Het moge duidelijk zijn dat niets van dit al is aangetoond of zelfs maar aannemelijk is gemaakt. De rechter heeft het voorzorgbeginsel in dezen ernstig misbruikt. Alle dik gedrukte voorwaarden, principes en beginselen hierboven genoemd zijn door de rechter aan de juridische laars gelapt, zoals daar zijn:

  • Er heeft geen “zo volledig mogelijke wetenschappelijke evaluatie” plaatsgevonden; er zijn slechts een klein aantal publicaties genoemd zonder enige kritische analyse;
  • De “mate van wetenschappelijke onzekerheid” is niet vastgesteld;
  • Een “evaluatie van het risico en de potentiële gevolgen van niet-handelen” is niet gedaan.

Kortom, de rechter heeft de Europese regels voor de toepassing van voorzorg grootschalig overtreden. Dat staat nog los van het feit dat het voorzorgbeginsel een waardeloos en gevaarlijk instrument is.
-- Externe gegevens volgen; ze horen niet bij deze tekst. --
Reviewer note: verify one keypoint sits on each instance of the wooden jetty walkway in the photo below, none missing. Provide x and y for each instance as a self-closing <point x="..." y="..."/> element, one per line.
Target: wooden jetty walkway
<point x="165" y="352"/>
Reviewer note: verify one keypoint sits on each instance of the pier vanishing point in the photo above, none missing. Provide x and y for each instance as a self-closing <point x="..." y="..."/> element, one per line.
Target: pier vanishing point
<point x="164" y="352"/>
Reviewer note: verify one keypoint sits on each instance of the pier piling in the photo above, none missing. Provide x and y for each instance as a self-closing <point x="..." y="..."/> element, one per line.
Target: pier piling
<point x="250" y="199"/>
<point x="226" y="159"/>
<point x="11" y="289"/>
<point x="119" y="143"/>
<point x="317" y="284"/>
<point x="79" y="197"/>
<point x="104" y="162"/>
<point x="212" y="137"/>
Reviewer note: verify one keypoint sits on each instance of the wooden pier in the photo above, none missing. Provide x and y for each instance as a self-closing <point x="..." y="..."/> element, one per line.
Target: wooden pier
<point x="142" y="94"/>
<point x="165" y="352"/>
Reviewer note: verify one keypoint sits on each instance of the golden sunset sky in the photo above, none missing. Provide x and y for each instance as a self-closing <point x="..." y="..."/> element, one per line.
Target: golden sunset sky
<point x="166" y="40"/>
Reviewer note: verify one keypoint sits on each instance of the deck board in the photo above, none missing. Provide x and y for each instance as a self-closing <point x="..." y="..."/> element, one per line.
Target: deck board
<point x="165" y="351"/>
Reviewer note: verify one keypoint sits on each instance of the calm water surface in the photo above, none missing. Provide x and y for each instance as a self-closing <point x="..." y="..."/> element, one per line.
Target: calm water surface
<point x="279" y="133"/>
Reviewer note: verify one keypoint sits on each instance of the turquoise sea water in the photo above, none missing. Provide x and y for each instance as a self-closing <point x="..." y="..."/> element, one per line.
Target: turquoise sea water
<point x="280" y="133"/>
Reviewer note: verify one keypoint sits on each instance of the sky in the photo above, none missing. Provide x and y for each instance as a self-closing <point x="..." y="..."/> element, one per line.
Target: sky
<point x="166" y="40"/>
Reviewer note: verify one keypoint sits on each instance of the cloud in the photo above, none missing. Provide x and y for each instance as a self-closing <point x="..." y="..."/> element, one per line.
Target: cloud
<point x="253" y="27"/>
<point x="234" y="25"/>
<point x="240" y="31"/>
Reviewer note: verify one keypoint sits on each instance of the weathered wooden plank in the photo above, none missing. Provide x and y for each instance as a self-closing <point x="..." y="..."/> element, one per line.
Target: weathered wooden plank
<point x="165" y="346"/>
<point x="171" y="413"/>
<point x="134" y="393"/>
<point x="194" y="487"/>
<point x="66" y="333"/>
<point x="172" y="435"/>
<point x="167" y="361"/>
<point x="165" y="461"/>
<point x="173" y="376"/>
Bijvoorbeeld, aangezien bij de toepassing van voorzorgmaatregelen niet mag worden gediscrimineerd, kunnen nu alle bestrijdingsmiddelen op de korrel worden genomen. Dat wilde men toch al in de Green Deal maar die ligt in de prullenbak.

De rechter heeft met dit prul van een vonnis menig milieu NGO buitengewoon comfortabel gefaciliteerd. Maar hier stopt het niet. Integendeel.

Ook medicijnresten in oppervlakte-, grond en drinkwater kunnen nu op de korrel worden genomen. Immers, wat zijn daarvan de onbedoelde en onbekende blootstellingsgevaren?

Ik denk dan ook dat alle farmaceutica ogenblikkelijk verboden zouden moeten worden. Uit voorzorg!